Maxed out 

Autofocus disabled by heated leather seats


As it is with Pique columns, so it is with conversations. There are good ways to begin and there are not-so good ways to begin. This concept, simple as it is, is perhaps best illustrated by an old joke.

Having reluctantly moved out of state to attend college, Jocelyn called home. Her younger brother answered. "How's my darling Fluffy," she asked. "Your cat's dead," her brother answered. Shocked and outraged, she lit into him. "How can you be so cruel? You can't just come right out and tell me something like that. You have to break it to me gently, you moron."

Dumbfounded and disinterested, her brother pleaded ignorance. "Well, what am I supposed to say?"

"Tell me Fluffy was out playing on the roof and fell off. Tell me she was hurt and you took her to the vet. Call me later and tell me the vet did everything she could but Fluffy's in heaven. Jeez, you're such an inconsiderate brother. So, how's mom."

"Mom was out playing on the roof...."

While the content of bad opening sentences has changed over the course of my life, the chilled-to-the-bone feeling they trigger has remained constant. "Share your toys with your cousins" gave way to "Everybody put away your books; we're going to have a pop quiz," as opening lines I hated hearing when I was a kid.
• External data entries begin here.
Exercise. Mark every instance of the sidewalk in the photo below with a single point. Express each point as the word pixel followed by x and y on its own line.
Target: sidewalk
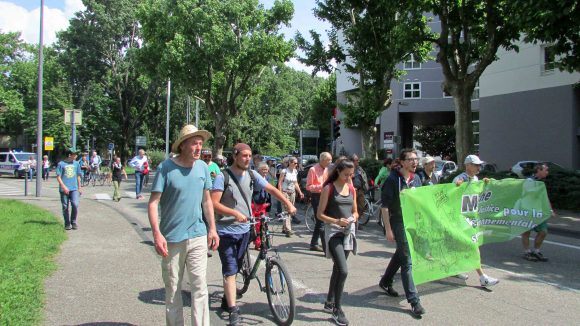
pixel 109 273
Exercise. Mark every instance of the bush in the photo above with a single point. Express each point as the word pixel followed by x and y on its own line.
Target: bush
pixel 371 167
pixel 156 157
pixel 563 186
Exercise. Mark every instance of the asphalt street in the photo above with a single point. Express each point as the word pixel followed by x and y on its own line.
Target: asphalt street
pixel 109 274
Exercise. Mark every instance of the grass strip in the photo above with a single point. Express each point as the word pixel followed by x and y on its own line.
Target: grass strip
pixel 30 238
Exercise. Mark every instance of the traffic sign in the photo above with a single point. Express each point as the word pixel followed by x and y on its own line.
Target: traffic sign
pixel 48 143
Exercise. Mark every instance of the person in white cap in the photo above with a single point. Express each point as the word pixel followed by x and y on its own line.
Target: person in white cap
pixel 472 166
pixel 179 193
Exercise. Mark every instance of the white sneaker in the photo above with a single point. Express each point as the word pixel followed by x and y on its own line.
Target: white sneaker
pixel 462 276
pixel 487 281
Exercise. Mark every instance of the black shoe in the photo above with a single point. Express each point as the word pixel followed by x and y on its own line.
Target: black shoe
pixel 234 316
pixel 538 255
pixel 389 290
pixel 329 306
pixel 417 309
pixel 529 256
pixel 316 248
pixel 339 317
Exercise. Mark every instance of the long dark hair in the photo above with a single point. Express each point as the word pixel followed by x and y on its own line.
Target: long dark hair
pixel 339 166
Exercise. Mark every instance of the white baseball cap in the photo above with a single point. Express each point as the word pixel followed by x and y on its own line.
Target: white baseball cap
pixel 473 159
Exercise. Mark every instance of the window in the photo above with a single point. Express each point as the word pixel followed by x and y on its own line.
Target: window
pixel 548 59
pixel 412 90
pixel 411 64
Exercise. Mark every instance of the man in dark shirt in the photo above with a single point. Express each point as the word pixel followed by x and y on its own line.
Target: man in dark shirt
pixel 397 181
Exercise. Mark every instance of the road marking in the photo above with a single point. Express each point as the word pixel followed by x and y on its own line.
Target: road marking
pixel 565 245
pixel 103 197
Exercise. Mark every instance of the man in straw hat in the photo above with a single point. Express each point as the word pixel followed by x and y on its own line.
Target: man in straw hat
pixel 231 200
pixel 180 190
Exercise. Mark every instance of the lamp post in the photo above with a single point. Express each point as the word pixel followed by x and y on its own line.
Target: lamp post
pixel 39 111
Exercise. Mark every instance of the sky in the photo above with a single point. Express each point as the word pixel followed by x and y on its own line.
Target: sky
pixel 24 16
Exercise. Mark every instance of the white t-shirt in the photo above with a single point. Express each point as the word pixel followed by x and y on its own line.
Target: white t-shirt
pixel 290 178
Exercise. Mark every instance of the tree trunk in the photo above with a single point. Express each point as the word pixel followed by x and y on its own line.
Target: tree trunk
pixel 463 124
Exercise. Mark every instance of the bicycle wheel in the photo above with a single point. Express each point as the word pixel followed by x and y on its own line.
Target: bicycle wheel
pixel 280 292
pixel 366 216
pixel 310 218
pixel 243 277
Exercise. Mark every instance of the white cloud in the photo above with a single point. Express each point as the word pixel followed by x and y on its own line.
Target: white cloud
pixel 14 18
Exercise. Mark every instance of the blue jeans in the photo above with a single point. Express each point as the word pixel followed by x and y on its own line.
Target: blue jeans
pixel 138 182
pixel 401 259
pixel 72 199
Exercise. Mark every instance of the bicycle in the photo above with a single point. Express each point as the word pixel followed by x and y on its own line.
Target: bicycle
pixel 371 209
pixel 278 283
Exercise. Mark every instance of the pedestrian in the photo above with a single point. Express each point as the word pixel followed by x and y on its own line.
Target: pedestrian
pixel 231 200
pixel 397 181
pixel 472 167
pixel 117 170
pixel 31 166
pixel 180 190
pixel 541 171
pixel 338 210
pixel 45 167
pixel 68 175
pixel 316 177
pixel 288 185
pixel 427 175
pixel 361 185
pixel 214 169
pixel 261 201
pixel 139 163
pixel 383 172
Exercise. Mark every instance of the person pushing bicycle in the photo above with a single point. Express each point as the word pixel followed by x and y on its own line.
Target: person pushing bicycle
pixel 231 197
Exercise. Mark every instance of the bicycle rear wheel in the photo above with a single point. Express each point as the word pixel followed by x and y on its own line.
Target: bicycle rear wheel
pixel 310 218
pixel 280 292
pixel 366 216
pixel 243 277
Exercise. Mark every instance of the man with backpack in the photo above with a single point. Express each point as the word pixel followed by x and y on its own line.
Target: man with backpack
pixel 231 197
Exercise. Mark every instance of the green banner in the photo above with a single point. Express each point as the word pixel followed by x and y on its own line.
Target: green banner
pixel 446 224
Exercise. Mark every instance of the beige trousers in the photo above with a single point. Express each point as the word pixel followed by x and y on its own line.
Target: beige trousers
pixel 190 255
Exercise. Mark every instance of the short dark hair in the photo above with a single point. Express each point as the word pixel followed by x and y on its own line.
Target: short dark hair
pixel 403 155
A couple of years later they paled in comparison to the heart-stopping, "I think I missed my period," which, ironically, was the first time I fully grasped that old chestnut about watching your life flash before your eyes. I like to think the shock and sadness I felt at the brevity of its flash had more to do with youth than with a pathetic lack of content.
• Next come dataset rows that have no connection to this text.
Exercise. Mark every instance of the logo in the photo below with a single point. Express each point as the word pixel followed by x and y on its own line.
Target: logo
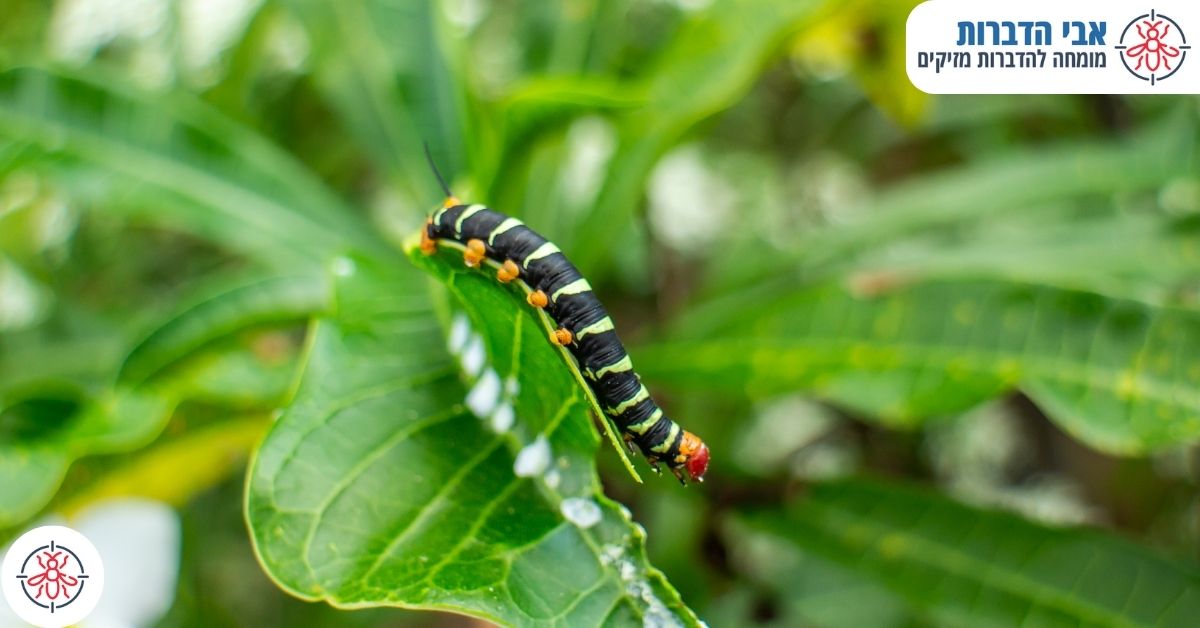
pixel 1152 47
pixel 52 576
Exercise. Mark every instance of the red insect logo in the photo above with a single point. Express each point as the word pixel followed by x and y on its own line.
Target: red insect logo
pixel 53 582
pixel 52 576
pixel 1157 51
pixel 1152 52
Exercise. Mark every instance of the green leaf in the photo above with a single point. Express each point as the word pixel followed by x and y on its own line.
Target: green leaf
pixel 970 567
pixel 34 461
pixel 1116 374
pixel 377 486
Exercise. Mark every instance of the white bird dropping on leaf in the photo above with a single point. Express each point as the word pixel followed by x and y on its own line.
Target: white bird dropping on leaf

For most of my adult life, that aching feeling of impending doom has accompanied the opening line, "We have to talk," and its workplace variant, "Close the door; we have to talk." There's an ominous, Mobius-like redundancy to beginning a conversation - a talk - by saying, in effect, we have to have a conversation. Nothing good ever followed, not that I heard half of it, having gone into survival mode, scanning all possible escape routes and wondering how much of a career/relationship-limiting move projectile vomiting might be and whether blaming food poisoning would really get me off the hook.

That old, familiar feeling began gnawing away like a ravenous badger the other day when my Perfect Partner said, "I think we should get a new car."

"We just bought a new car," I replied. "Don't you remember, we drove down to Squamish to save a buck a pound on a Thanksgiving turkey and bought a car instead?"